There is a meme that has circulated around the internet for awhile. Perhaps you’ve heard it.

I am responsible for what I say.
I am not responsible for what you understand.

That’s not a statement most professional writers would make.  We are responsible for your understanding. If we are unable to convey our intent to you, we have failed in our job. Readers don’t want to pick up a book they can’t understand. (And if you are employed as a writer of corporate press releases, software documentation, or grant proposals – being understood is extremely important.)

Let’s look at an example with which many will be familiar, The Beatles’ song, “Let it Be.”

When I find myself in times of trouble, Mother Mary comes to me
Speaking words of wisdom, let it be
And in my hour of darkness she is standing right in front of me
Speaking words of wisdom, let it be

I suspect if you ask most listeners for the identity of “Mother Mary,” they would say, “Mary, the mother of Jesus.”

However, Paul McCartney claims the lyrics refer to his mother, Mary (Mohin) McCartney, who died when he was 14. Allegedly he dreamt of her while working on The White Album, which inspired the lyrics to this song.
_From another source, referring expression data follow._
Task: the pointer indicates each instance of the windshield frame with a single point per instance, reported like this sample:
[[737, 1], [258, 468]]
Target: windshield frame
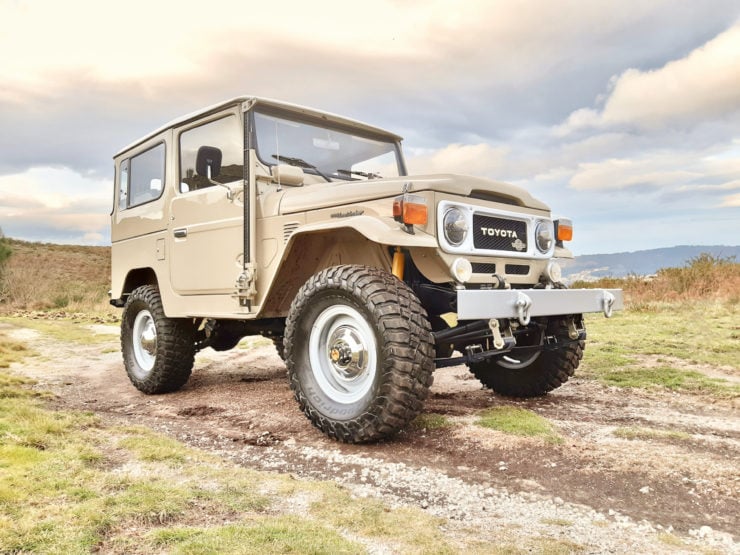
[[325, 123]]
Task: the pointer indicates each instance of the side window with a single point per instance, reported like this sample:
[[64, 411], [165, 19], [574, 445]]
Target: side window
[[146, 176], [123, 185], [211, 153]]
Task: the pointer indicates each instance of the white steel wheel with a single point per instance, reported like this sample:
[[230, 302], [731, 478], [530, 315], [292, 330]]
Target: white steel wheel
[[343, 354], [158, 352], [359, 351], [144, 338]]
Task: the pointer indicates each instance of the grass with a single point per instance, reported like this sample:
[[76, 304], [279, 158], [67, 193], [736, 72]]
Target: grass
[[651, 348], [704, 277], [42, 276], [11, 351], [520, 422], [431, 421], [69, 329], [72, 484]]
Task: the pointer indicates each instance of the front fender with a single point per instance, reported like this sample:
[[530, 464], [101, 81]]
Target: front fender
[[383, 231]]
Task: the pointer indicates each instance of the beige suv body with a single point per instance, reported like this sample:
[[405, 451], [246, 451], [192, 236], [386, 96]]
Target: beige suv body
[[256, 216]]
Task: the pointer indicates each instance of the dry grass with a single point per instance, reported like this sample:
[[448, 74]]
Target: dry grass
[[705, 277], [42, 276]]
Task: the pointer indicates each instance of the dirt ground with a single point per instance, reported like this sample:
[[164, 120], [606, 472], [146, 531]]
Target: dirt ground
[[673, 487]]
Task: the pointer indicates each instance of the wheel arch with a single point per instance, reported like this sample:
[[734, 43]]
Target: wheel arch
[[310, 251], [136, 278]]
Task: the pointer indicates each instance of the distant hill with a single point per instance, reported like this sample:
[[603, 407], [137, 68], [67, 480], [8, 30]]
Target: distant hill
[[593, 266]]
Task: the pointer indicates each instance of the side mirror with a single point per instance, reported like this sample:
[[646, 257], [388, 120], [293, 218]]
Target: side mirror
[[208, 161]]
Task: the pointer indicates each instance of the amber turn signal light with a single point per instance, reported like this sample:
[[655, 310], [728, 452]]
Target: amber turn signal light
[[410, 210], [564, 229]]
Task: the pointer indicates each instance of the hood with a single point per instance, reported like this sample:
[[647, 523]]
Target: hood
[[340, 193]]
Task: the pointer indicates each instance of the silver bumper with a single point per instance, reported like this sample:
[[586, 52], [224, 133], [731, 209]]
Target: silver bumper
[[525, 303]]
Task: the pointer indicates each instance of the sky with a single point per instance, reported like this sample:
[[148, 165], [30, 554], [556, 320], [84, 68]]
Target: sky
[[623, 115]]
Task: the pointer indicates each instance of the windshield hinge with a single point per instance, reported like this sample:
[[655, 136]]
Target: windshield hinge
[[246, 287]]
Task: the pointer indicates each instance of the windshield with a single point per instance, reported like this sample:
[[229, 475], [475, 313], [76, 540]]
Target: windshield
[[326, 151]]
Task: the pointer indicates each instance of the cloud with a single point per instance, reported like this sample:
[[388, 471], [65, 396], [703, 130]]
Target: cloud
[[732, 200], [55, 204], [705, 85], [476, 159]]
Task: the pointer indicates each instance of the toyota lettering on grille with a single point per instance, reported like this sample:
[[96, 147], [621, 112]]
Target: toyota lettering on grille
[[493, 232]]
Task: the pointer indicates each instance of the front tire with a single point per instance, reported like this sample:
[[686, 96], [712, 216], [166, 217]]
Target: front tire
[[536, 373], [158, 352], [359, 352]]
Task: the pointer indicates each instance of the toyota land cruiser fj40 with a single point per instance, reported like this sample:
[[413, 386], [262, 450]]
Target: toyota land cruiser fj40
[[260, 217]]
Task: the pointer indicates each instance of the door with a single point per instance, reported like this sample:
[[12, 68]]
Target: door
[[207, 215]]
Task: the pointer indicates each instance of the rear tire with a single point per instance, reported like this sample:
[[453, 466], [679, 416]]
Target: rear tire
[[158, 352], [534, 374], [359, 352]]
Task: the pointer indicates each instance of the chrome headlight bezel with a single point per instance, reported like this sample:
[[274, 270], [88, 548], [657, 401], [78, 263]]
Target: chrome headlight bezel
[[454, 226]]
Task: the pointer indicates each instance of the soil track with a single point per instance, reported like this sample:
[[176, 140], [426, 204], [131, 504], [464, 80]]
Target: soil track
[[596, 490]]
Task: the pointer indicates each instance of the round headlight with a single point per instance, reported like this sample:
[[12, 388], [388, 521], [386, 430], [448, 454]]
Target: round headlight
[[455, 227], [543, 236]]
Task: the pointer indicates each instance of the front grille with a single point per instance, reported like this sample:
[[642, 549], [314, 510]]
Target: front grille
[[499, 234], [483, 268], [517, 269]]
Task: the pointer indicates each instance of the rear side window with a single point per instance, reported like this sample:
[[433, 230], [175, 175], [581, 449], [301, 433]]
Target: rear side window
[[123, 185], [142, 177]]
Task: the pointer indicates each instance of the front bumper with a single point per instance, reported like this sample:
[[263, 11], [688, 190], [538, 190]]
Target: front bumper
[[474, 304]]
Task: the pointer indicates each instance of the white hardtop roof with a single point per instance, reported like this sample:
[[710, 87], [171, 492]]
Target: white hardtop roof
[[269, 103]]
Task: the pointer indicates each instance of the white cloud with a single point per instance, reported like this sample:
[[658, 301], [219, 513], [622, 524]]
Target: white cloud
[[704, 85], [476, 159], [731, 201], [45, 203]]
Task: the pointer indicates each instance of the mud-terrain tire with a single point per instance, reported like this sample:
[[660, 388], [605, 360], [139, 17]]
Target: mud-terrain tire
[[536, 374], [158, 352], [359, 352]]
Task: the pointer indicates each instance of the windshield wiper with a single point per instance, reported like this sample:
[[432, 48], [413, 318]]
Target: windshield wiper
[[362, 174], [300, 163]]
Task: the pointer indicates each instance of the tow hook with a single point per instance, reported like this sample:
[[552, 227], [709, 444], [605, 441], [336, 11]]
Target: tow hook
[[608, 303], [523, 306], [498, 341]]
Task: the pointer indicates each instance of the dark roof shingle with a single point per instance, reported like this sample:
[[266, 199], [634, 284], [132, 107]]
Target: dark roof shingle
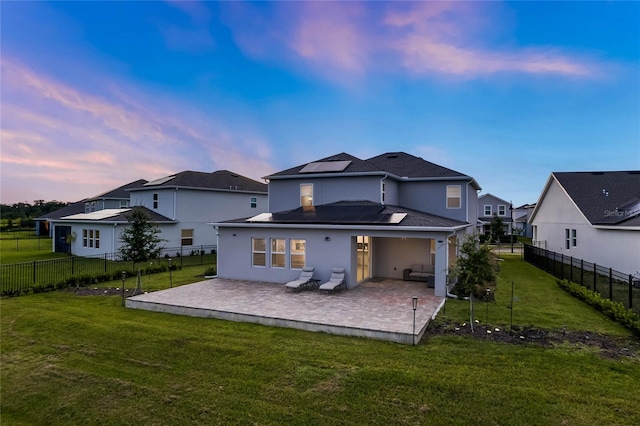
[[219, 180], [605, 198]]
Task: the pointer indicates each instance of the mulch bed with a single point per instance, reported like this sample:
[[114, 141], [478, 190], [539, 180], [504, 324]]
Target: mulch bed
[[609, 346]]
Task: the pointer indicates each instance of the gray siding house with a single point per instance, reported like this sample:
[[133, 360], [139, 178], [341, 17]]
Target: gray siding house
[[182, 205], [489, 206], [374, 218]]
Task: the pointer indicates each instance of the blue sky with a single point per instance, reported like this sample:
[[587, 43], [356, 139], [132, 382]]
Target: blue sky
[[98, 94]]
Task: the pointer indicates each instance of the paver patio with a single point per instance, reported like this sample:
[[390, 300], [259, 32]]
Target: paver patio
[[379, 309]]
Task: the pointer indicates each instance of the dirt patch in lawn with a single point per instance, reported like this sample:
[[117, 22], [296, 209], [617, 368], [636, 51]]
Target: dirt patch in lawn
[[102, 291], [608, 346]]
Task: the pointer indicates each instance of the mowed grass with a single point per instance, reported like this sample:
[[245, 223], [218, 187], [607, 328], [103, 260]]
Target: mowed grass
[[538, 302], [86, 360], [26, 247]]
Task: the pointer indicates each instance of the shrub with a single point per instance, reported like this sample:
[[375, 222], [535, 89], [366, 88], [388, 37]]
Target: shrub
[[614, 310]]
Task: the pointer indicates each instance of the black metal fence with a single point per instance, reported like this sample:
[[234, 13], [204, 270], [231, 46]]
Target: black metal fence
[[608, 282], [22, 277]]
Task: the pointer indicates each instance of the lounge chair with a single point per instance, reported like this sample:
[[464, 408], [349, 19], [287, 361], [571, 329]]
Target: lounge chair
[[335, 282], [305, 281]]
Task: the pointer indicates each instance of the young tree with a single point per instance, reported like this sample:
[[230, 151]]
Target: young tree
[[474, 269], [497, 229], [140, 241]]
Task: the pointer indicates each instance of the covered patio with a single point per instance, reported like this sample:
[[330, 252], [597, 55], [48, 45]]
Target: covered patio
[[378, 308]]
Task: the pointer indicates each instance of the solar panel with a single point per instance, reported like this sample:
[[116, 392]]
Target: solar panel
[[325, 166], [340, 214], [159, 181]]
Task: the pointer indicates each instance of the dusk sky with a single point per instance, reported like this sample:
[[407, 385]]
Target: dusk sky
[[95, 95]]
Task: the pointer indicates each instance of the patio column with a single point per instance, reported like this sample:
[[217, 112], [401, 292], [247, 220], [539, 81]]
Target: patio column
[[442, 265]]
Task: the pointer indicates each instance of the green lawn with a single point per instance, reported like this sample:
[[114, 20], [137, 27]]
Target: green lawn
[[538, 301], [26, 247], [86, 360]]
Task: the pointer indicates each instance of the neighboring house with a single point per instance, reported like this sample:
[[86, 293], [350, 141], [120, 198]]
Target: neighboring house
[[114, 199], [594, 216], [489, 206], [182, 205], [374, 217], [521, 217]]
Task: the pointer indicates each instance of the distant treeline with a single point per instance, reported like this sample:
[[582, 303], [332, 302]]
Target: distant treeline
[[26, 211]]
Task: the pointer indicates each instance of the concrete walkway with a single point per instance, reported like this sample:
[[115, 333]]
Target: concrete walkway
[[378, 309]]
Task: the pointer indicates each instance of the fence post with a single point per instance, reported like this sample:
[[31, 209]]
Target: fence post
[[571, 269], [610, 284]]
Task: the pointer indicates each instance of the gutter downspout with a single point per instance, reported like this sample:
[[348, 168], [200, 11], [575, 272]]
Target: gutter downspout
[[217, 248], [451, 295], [175, 200]]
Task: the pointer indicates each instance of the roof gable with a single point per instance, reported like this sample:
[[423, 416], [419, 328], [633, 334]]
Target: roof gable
[[355, 165], [406, 165], [604, 198], [121, 192]]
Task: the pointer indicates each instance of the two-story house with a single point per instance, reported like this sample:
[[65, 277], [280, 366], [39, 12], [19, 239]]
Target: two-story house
[[490, 206], [182, 205], [117, 198], [374, 218], [594, 216]]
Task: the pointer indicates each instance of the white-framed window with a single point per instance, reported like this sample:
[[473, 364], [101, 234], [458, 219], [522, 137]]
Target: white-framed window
[[454, 196], [258, 252], [306, 194], [91, 238], [297, 256], [186, 237], [278, 252]]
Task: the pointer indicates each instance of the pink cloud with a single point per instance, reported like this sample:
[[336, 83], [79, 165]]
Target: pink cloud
[[338, 39], [60, 142]]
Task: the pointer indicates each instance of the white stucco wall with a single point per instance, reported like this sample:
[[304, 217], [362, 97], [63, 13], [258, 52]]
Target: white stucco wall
[[614, 248]]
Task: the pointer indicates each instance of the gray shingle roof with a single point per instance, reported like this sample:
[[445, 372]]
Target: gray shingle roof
[[605, 198], [406, 165], [122, 217], [413, 218], [400, 164], [218, 180], [119, 193], [73, 208], [356, 166]]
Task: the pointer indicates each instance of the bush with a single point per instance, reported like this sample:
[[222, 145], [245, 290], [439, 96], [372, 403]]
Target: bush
[[614, 310]]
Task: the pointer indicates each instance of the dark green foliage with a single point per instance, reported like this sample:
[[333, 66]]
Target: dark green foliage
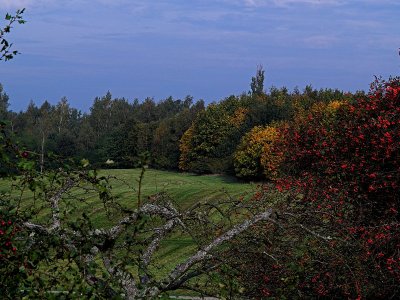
[[5, 46]]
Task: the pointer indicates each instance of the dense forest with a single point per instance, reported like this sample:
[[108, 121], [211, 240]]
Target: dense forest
[[173, 133], [324, 223]]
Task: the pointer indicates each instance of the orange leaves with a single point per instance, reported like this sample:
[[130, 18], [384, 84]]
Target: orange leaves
[[254, 156]]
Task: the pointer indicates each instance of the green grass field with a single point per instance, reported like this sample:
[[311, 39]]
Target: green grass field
[[184, 189]]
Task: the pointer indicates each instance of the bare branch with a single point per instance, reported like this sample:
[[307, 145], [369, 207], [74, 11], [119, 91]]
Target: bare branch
[[55, 210], [203, 254], [124, 278]]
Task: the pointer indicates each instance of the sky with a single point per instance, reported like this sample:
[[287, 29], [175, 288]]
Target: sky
[[208, 49]]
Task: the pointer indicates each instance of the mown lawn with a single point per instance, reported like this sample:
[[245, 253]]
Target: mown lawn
[[184, 190]]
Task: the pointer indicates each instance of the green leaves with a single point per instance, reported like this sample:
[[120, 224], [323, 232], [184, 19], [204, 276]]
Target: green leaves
[[5, 50]]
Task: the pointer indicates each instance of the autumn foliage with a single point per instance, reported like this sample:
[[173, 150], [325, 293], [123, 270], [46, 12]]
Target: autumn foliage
[[341, 176]]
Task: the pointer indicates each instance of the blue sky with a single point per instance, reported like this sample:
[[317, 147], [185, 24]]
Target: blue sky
[[208, 49]]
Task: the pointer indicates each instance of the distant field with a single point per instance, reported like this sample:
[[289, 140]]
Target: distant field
[[185, 189]]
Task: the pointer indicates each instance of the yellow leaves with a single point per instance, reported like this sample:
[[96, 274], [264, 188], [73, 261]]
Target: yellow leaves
[[254, 155], [185, 149]]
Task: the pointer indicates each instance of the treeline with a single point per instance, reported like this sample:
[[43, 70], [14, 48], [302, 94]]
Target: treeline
[[172, 133]]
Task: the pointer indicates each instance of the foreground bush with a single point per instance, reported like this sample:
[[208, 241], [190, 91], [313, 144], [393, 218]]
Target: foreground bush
[[338, 232]]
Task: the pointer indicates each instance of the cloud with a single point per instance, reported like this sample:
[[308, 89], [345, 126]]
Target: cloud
[[19, 4], [320, 41]]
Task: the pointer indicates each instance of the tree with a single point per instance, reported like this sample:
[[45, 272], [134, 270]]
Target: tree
[[5, 47], [66, 251], [257, 82], [3, 104]]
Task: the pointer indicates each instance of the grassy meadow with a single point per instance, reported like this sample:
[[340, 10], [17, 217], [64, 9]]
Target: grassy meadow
[[184, 189]]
Was he successful in conveying his intent? I’d suggest not.

(However, I’d also suggest his true intent with the song, as with most of his songs, was to record something his fans would enjoy. So while he might have been inspired to write the lyrics by a dream he had of his mother, he knew full well that his fans would interpret the song differently.)

Which of course is completely fine. The interpretation of a reader or listener doesn’t have to match that of the author.

This doesn’t contradict what I said above. 

For authors of fiction or poetry, it isn’t mandatory that our readers “get” the exact same meaning of our intent. But it is still our responsibility that they are emotionally moved in some manner. It is our responsibility that our words have an impact. For fiction and poetry, there are no wrong interpretations.

For authors of press releases, software documentation, grant proposals, newspaper articles, or other works of non-fiction, it is our responsibility that readers interpret what we say the way we intended. For non-fiction, there are wrong interpretations.